How many samples per variable are needed in order to accurately infer their distributions

ChrisP · September 27, 2020, 2:47pm

My question would be: How many samples per variable are needed in order to accurately infer their distributions? Is there any rule of thumb of such sort? When choosing a large number of samples I often seem to stumble upon cases of badly conditioned matrices:
Warning: Cannot compute a cov matrix -- the computed Hessian is not positive definite.

paulremo · September 28, 2020, 9:09am

Hi @ChrisP

There is no simple answer to your question

This depends on the “true” (and unknown) distribution the variable follows and what you are trying to do with the inferred distribution. If the variable follows a Gaussian the number of points required will be quite small but if your variable exhibits complex tail behavior and you are trying to model this behavior, the number of points can be huge.

A straightforward approach to address this problem would be to incrementally increase the number of supplied points and see if the inferred distributions change significantly. For this, you can have a look at the goodness of ﬁt measures described in the statistical inference manual.

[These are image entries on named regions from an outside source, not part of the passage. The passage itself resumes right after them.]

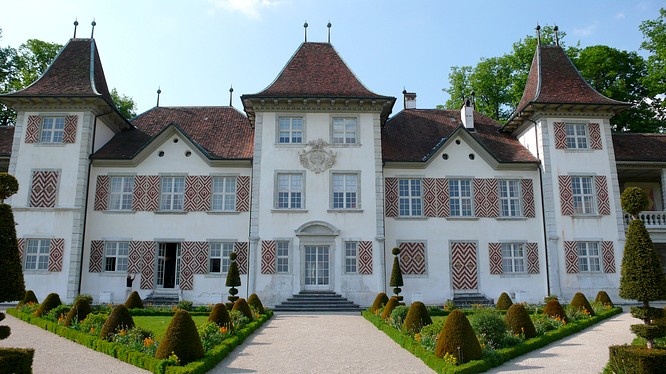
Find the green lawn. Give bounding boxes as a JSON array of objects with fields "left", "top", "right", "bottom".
[{"left": 132, "top": 316, "right": 208, "bottom": 338}]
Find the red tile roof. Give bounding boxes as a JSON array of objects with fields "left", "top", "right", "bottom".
[
  {"left": 613, "top": 133, "right": 666, "bottom": 162},
  {"left": 93, "top": 107, "right": 254, "bottom": 160},
  {"left": 382, "top": 109, "right": 538, "bottom": 163}
]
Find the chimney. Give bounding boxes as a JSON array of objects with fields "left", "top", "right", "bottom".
[{"left": 402, "top": 90, "right": 416, "bottom": 109}]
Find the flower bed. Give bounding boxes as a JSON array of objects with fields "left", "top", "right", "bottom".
[{"left": 363, "top": 305, "right": 622, "bottom": 373}]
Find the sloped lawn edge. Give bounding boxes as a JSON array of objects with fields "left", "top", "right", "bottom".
[
  {"left": 6, "top": 308, "right": 273, "bottom": 374},
  {"left": 362, "top": 308, "right": 622, "bottom": 374}
]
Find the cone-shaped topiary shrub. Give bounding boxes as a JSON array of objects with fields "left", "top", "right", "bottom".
[
  {"left": 435, "top": 310, "right": 482, "bottom": 364},
  {"left": 506, "top": 304, "right": 536, "bottom": 339},
  {"left": 231, "top": 297, "right": 254, "bottom": 321},
  {"left": 247, "top": 293, "right": 266, "bottom": 314},
  {"left": 381, "top": 296, "right": 400, "bottom": 320},
  {"left": 495, "top": 292, "right": 513, "bottom": 310},
  {"left": 569, "top": 292, "right": 594, "bottom": 316},
  {"left": 543, "top": 299, "right": 569, "bottom": 323},
  {"left": 155, "top": 310, "right": 204, "bottom": 365},
  {"left": 594, "top": 291, "right": 614, "bottom": 308},
  {"left": 100, "top": 304, "right": 134, "bottom": 340},
  {"left": 208, "top": 303, "right": 233, "bottom": 329},
  {"left": 125, "top": 291, "right": 143, "bottom": 309},
  {"left": 402, "top": 301, "right": 432, "bottom": 334},
  {"left": 34, "top": 293, "right": 62, "bottom": 317},
  {"left": 65, "top": 297, "right": 92, "bottom": 326}
]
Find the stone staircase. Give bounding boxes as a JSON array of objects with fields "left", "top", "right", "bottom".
[{"left": 273, "top": 291, "right": 363, "bottom": 312}]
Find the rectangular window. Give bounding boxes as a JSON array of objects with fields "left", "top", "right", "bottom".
[
  {"left": 332, "top": 117, "right": 357, "bottom": 144},
  {"left": 104, "top": 242, "right": 129, "bottom": 271},
  {"left": 502, "top": 243, "right": 525, "bottom": 273},
  {"left": 208, "top": 243, "right": 234, "bottom": 273},
  {"left": 275, "top": 174, "right": 303, "bottom": 209},
  {"left": 577, "top": 242, "right": 601, "bottom": 272},
  {"left": 497, "top": 180, "right": 521, "bottom": 217},
  {"left": 398, "top": 179, "right": 423, "bottom": 216},
  {"left": 40, "top": 117, "right": 65, "bottom": 143},
  {"left": 109, "top": 177, "right": 134, "bottom": 210},
  {"left": 449, "top": 179, "right": 472, "bottom": 217},
  {"left": 333, "top": 174, "right": 358, "bottom": 209},
  {"left": 160, "top": 177, "right": 185, "bottom": 210},
  {"left": 211, "top": 177, "right": 236, "bottom": 212},
  {"left": 275, "top": 240, "right": 289, "bottom": 274},
  {"left": 565, "top": 123, "right": 588, "bottom": 149},
  {"left": 345, "top": 242, "right": 358, "bottom": 274},
  {"left": 25, "top": 239, "right": 51, "bottom": 270},
  {"left": 278, "top": 117, "right": 303, "bottom": 144},
  {"left": 571, "top": 177, "right": 596, "bottom": 214}
]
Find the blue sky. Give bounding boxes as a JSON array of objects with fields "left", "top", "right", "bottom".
[{"left": 0, "top": 0, "right": 666, "bottom": 113}]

Regarding the error you mention, could you possibly provide a minimum working example that results in this error? I’d be happy to have a look.

ChrisP · October 5, 2020, 10:53am

If I understand correctly, the warnings shown below mean that my sample has a really bad fit on certain distributions. If that is true, then there isn’t really a problem as long as at least one of the distributions fits the data adequately

paulremo · October 5, 2020, 3:46pm

Hi @ChrisP

This is indeed possible, but without a minimum working example, it is hard to give a definitive answer

ali · October 18, 2020, 9:04am

Dear @ChrisP

Thanks for your question.
Would you mind please try all of the possible criteria for marginal and copula inference which mentioned in the UserManual_Inference in the Table1 and the Table9 (for the copula inference)?
Marginal Inference:

If you have feedback on these features, I would love to hear it.
Best regards
Ali

nluethen · October 19, 2020, 9:43am

Hi @ChrisP,

UQLab uses Matlab’s fitdist function to fit the marginal distributions. It sometimes issues these warnings if it has trouble fitting the distribution to the data (it seems mostly related to the confidence intervals which fitdist computes in addition to the marginal parameters).
As long as the final inferred marginal types are not the types that produced these warnings, you should be fine. If the inferred types did produce warnings, you should check the fit e.g. by plotting the inferred marginal against a histogram of your data – I did some small tests and it seemed that often the fit was still looking fine (so it’s not even necessarily the case that your sample “has a really bad fit” on these distributions).

We’ll add a note on this to the next edition of the inference user manual. Thank you for pointing this out.

It’s actually interesting that you observe these warnings for large numbers of samples, but not for small numbers (if I understand your description correctly). In principle, the more samples the better! We did not investigate why exactly these matrices become singular or not positive definite for large sample sizes. If anyone has insights on this, feel free to share!